Backpropagation Once a value has been computed for the node, this value can be used to compute an estimate of $Q$ for each node in the path from the origin to the expanded node. For example, if values are not discounted over time (i.e. $\gamma=1$), then this just means updating $Q(s,a)$ by adjusting the old value of $Q$ to $(Q(s,a)*N(s,a) + V)/(N(s,a)+1)$.

Those steps are repeated over and over again a few hundred times. After this is done enough times, the function $Q$ can be used to provide an improved estimate of both the value function and the policy for the nodes visited during search. The parameters for $P$ and $V$ can then be adjusted to get them closer to these improved estimates. By iteratively repeating this process of running MCTS and then adjusting the parameters to more closely match the $P$ and $V$ suggested by the $Q$ function, the algorithm converges to a good policy and value function.

Reinforcement learning for Program Synthesis

The simplest way to formulate program synthesis as a reinforcement learning problem is to define the state space $S$ as the set of partial programs and the actions correspond to growing the program. For example, in the context of top-down search, an action correspond to selecting a hole in the program and expanding it using one of the available rules. For languages where programs correspond to linear sequences of instructions, an action can simply correspond to appending an instruction at the end of the partially constructed program. In this context, the reward is sparse, all states corresponding to partial programs have a reward of zero, and states corresponding to completed programs have positive or negative rewards depending on whether the program is correct or incorrect.

The first paper to take this view was written by Bunel, Hausknecht, Devlin, Singh and KohliBunelHDSK18. Their result was improved by Chen, Liu and SongChenLS19 who observed that by incorporating the state of the execution as part of the state, you could leverage the program interpreter to give the policy a better sense of what the program so far can actually compute.

In this paper, we focus on the 2019 paper by Ellis, Nye, Pu, Sosa, Tenenbaum and Solar-Lezama EllisNPSTS19 which was the first to directly apply the ideas of AlphaGo for program synthesis. Similar to Chen et al. the paper also uses the program state as part of the state representation, but it goes one step further by not including the program text at all. The intuition for this is the same as the intuition behind observational equivalence from Lecture 3—programs that produce the same outputs on the given inputs do not have to be distinguished, and collapsing them into an equivalence class helps with symmetries. Thus, in this formulation, the state $s$ is the state computed by the program so far, and an action is an instruction that transforms this state to a new state. Like AlphaGo, the goal is to learn both a policy and a value function. The approach is simpler than AlphaGo in that it uses something simpler than MCTS to compute the updates to the policy and value functions.

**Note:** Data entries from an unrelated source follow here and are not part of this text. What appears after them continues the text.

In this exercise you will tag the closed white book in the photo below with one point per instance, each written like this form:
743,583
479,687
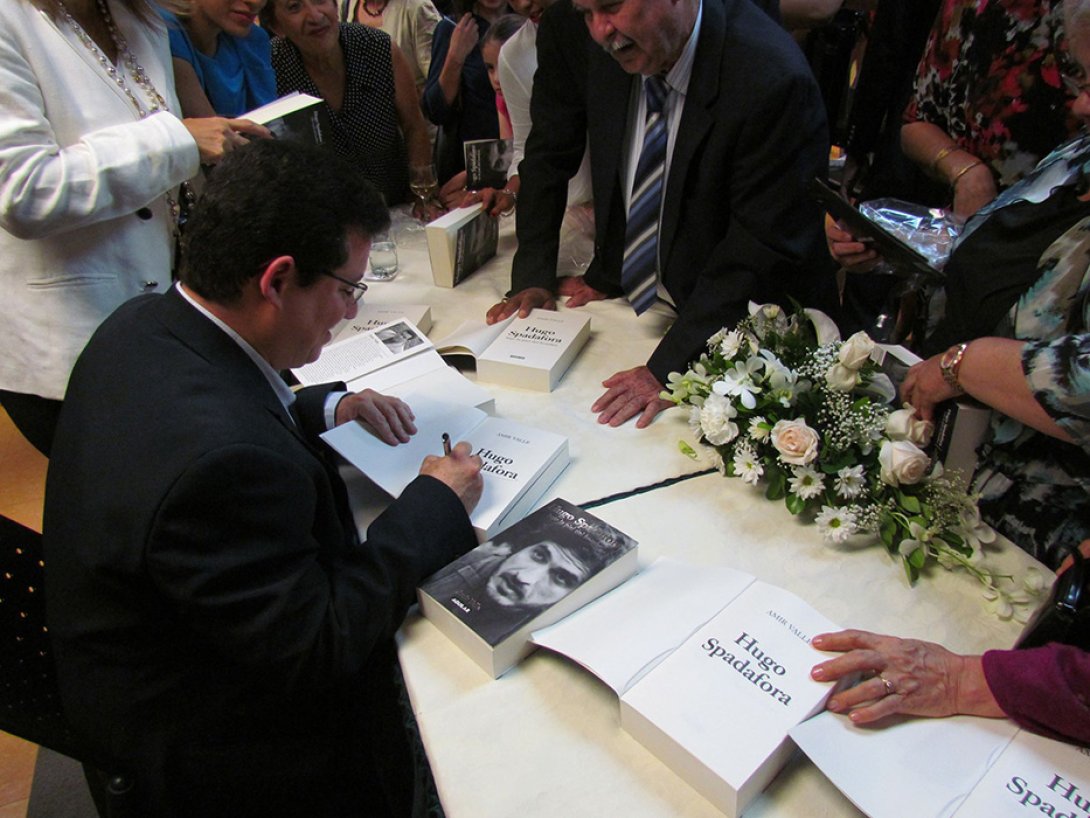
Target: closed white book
298,117
971,768
712,668
530,353
459,242
530,575
520,461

This paper instead first uses imitation learning to pre-train a policy to get an initial policy and then it uses reinforcement learning to improve the policy by computing rollouts of the policy and then adjusting the policy and value functions based on the reward computed for that rollout. The resulting policy and value functions can then be used to search the space more efficiently.